その際、プラス面とマイナス面の両方をしっかり把握しながら読むことが大切です。書き手のスタイル(書き方)が、理解を促進させたり、妨げたりしていることだってあるからです。
 以下のような質問を考えながら読むといいでしょう。
① 書き手が伝えようとしていることは何か?
② 書き手はなぜそれ(ら)を伝えようとしているのか?
③ 書き手はそれ(ら)をはっきりわかる形で書いてくれているか?
④ もっと理解しやすい方法で書くにはどんな方法が考えられるか?
⑤ あなたが書き手だったら、どんなふうに書いたか?

2) 実際に、①~⑤の質問に対する考えと、気に入った点や疑問点なども踏まえながら、「執筆者への問いかけ」=手紙を書きます。
 ここまでするだけでも、十分に価値がありますが、実際のアクションとして、その手紙を執筆者に送れたら、言うことありません。
 しかし、似たような手紙が20通~30通も届いたら、受け取る側も大変です。個別に回答してもらうことは期待できませんから。
そこで、(1)もっとも説得力のあるものをいくつか選ぶか、(2)何人かが集まってチームとしての問いかけ=手紙にする形★で、参考/修正に活用してもらうために教科書会社や執筆者に送ってみるのです。子どもたちをガッカリさせないために、送ることを事前に伝えて、受け取ってもらえることを確認してからのほうがいいと思います。

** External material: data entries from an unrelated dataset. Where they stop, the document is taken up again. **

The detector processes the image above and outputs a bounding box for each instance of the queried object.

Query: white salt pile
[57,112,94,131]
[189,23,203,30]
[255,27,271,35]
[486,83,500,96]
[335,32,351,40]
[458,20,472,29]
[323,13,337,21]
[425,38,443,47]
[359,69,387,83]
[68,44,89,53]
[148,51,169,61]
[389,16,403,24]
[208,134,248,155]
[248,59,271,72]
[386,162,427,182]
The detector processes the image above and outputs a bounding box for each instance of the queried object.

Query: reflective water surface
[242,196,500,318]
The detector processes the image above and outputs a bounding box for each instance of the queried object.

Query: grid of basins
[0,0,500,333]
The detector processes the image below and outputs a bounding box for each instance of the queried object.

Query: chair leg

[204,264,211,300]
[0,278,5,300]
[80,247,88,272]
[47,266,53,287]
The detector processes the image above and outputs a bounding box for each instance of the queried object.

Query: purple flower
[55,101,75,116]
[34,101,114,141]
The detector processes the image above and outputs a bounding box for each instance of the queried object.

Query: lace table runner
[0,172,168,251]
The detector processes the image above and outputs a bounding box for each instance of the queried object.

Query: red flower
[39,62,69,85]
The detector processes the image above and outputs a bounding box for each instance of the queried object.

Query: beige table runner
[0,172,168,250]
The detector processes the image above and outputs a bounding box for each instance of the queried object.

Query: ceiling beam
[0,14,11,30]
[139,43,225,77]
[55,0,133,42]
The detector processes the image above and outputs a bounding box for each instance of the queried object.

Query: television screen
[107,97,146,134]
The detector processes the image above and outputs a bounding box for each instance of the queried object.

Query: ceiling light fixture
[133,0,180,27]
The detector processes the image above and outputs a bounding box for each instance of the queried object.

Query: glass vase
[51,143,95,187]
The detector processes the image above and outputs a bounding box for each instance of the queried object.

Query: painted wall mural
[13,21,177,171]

 教科書や作家の文章を批判的に読み、修正をすることは、自分の文章を批判的に読み、そして修正するのに役立ちます。
 読みにくい/わかりにくい教科書も、子どもたちの手で少しは読みやすい/わかりやすいものにすることができるかもしれません。

 教師の役割は、それを可能にするためにいい問いかけをしたり、子どもたちが質の高いやりとりをできるようにサポートすることです。もう一つは、子どもたちと「やらせる」「やらされる」の関係ではなく、モデルで示し、自分たちもやってみたい関係を築きたいものです。★★


参考資料: Questioning the Author, by Isabel L. Beck他著、International Reading Association発行、1997年


★ 小学校段階から、このような形で選択したり、協同で執筆する練習をしておけば、大人になってから大分楽です。9月30日に研究紀要や研究発表会の要綱について書いたところを参照


★★ 私事ですが、この「執筆者への問いかけ」という方法を頻繁に実行しています。主には、いい点を指摘するのと、疑問点を問いかける形で。(残念ながら、それに値する本に対してですから、95%は英語の本です。そのうちの何冊かは、翻訳するということまでやってしまいました。その際、執筆者への質問攻めは半端ではありません。質疑応答だけで新たな本が書けるぐらいになってしまったこともありました。)

1 件のコメント:

  1. 「執筆者への問いかけ」がちょっと難しいと思われる方は、「次年度に同じ教科書を使う子たちへのアドバイス」という形でアプローチしてみるといいかもしれません。

    対象(読者)を設定することは、とても大事です。それのあるなしは、「本当のこと」をしているか、教師から言い渡された単なる「課題」をしているかの違いですから。